[PATCH 3 of 6] treemanifest: create treemanifest class

Martin von Zweigbergk martinvonz at google.com
Tue Mar 10 23:23:35 CDT 2015


# HG changeset patch
# User Martin von Zweigbergk <martinvonz at google.com>
# Date 1425931076 25200
#      Mon Mar 09 12:57:56 2015 -0700
# Node ID 34ad94f42d39e9ad3e7a7b8695f419bc2ff8b37f
# Parent  5671d3b1883e8fdce48e43aabce6ca5c86f6ea70
treemanifest: create treemanifest class

There are a number of problems with large and flat manifests.
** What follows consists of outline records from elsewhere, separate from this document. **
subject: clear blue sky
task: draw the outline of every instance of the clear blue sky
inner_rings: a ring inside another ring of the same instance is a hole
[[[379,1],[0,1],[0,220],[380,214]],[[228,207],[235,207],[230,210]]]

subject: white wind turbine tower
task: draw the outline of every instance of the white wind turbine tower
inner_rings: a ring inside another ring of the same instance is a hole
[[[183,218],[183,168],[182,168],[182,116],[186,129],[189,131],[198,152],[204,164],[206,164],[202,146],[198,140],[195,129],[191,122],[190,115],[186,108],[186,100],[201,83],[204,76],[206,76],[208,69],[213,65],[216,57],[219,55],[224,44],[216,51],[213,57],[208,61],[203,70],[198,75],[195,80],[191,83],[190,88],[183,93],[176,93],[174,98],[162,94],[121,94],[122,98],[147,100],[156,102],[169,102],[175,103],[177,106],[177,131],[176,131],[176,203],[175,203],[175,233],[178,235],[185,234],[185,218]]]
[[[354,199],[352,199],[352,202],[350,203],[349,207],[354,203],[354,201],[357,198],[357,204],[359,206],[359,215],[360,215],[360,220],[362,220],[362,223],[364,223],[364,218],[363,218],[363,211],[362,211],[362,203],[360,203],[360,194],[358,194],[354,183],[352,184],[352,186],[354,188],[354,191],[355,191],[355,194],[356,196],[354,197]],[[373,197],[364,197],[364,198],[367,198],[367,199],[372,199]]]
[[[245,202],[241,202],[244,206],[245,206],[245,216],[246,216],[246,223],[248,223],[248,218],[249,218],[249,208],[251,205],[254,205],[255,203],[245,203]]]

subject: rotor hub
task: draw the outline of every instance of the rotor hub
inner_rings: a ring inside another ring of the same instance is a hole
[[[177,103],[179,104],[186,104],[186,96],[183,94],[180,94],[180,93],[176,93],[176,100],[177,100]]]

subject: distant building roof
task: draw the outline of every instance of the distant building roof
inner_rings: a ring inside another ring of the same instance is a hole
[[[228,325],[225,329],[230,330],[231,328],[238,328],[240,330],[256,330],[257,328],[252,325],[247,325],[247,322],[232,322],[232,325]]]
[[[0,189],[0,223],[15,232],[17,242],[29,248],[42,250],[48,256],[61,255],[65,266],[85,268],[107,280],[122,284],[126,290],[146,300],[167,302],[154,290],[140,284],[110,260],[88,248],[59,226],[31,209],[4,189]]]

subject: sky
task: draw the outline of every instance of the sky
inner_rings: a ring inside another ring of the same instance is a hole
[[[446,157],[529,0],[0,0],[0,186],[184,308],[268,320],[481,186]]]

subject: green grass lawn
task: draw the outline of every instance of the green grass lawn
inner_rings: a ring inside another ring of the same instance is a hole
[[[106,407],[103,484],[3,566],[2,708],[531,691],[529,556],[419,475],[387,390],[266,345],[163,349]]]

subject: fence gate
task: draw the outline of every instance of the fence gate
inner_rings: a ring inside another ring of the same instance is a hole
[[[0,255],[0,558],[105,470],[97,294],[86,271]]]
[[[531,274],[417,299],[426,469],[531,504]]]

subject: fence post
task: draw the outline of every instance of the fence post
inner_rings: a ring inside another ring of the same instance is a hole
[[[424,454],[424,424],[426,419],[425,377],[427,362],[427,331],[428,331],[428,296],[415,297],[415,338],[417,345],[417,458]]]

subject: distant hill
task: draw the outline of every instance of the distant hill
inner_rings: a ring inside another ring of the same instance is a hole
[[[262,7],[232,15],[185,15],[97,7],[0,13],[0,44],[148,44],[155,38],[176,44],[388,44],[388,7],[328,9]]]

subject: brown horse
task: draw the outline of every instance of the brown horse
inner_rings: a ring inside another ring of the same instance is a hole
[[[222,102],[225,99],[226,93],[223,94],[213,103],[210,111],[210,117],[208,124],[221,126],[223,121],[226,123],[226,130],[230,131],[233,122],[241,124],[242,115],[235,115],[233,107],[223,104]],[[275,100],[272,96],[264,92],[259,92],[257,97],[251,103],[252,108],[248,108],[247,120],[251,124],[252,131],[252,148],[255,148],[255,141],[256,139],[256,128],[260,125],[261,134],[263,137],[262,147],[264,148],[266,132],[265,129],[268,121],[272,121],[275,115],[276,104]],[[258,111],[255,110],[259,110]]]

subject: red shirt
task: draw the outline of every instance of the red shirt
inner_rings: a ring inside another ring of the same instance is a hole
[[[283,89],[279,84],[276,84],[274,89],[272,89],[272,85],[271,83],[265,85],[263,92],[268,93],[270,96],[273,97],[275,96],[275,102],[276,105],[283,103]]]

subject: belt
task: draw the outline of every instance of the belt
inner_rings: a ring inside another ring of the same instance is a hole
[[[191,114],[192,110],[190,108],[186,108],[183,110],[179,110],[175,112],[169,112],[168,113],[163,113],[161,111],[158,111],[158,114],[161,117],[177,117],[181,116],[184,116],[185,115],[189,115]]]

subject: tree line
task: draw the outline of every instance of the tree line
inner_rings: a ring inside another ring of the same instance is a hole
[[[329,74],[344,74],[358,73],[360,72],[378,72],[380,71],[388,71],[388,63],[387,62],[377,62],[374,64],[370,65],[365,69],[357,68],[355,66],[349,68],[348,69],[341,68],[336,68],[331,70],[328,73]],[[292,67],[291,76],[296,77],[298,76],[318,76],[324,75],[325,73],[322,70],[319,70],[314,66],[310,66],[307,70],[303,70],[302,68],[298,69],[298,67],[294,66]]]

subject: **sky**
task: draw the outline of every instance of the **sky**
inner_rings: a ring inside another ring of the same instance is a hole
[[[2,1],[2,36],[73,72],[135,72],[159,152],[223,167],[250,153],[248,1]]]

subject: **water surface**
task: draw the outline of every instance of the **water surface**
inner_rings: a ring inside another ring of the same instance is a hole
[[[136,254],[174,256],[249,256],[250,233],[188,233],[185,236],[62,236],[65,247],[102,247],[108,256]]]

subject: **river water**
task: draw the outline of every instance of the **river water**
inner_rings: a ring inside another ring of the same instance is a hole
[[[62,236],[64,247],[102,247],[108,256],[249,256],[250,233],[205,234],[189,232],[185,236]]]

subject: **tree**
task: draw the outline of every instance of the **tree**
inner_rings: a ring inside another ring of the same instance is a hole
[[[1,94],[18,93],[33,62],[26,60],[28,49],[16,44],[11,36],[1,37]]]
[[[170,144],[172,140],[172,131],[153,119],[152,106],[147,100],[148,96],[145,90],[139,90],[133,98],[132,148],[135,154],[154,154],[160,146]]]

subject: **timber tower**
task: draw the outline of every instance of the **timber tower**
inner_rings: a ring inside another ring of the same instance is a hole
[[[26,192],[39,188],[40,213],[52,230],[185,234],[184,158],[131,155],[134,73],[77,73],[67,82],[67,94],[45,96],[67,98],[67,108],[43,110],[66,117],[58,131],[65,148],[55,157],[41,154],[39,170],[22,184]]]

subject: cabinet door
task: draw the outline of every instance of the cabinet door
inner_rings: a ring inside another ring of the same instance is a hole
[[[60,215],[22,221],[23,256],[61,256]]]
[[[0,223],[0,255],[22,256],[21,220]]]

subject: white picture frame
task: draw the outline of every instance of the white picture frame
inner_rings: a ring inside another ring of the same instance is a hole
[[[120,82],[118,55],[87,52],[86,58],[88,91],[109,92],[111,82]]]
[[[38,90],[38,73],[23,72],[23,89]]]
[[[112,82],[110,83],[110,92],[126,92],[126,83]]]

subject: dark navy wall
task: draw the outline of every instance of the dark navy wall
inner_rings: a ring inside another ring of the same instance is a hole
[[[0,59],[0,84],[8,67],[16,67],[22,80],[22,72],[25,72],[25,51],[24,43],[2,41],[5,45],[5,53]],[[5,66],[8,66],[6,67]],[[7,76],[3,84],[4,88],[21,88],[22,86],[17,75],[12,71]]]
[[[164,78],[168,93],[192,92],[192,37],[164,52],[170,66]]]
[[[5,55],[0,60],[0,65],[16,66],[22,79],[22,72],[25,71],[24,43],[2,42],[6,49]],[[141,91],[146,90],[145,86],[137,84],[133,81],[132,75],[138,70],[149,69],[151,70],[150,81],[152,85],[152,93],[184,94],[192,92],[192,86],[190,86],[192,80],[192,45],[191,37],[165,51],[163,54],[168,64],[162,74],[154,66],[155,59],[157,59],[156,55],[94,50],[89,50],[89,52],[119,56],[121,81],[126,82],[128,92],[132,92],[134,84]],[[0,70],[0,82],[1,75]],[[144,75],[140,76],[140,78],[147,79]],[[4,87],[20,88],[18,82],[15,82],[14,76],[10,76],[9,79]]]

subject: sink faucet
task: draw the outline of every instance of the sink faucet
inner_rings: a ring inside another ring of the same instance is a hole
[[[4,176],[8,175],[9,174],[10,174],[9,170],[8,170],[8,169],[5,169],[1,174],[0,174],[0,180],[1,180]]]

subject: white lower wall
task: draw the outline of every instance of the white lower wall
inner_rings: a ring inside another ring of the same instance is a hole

Copying
from http://mercurial.selenic.com/wiki/ManifestShardingPlan:

 * manifest too large for RAM

 * manifest resolution too much CPU (long delta chains)

 * committing is slow because entire manifest has to be hashed

 * impossible for narrow clone to leave out part of manifest as all is
   needed to calculate new hash

 * diffing two revisions involves traversing entire subdirectories
   even if identical

This is a first step in a series introducing a manifest revlog per
directory.

This change adds boolean configuration option
experimental.treemanifest. When the option is enabled, manifests are
parsed into a new tree data structure with one tree node per
directory. At this point, it is just a different data structure in
memory; there is still just a single manifest revlog on disk.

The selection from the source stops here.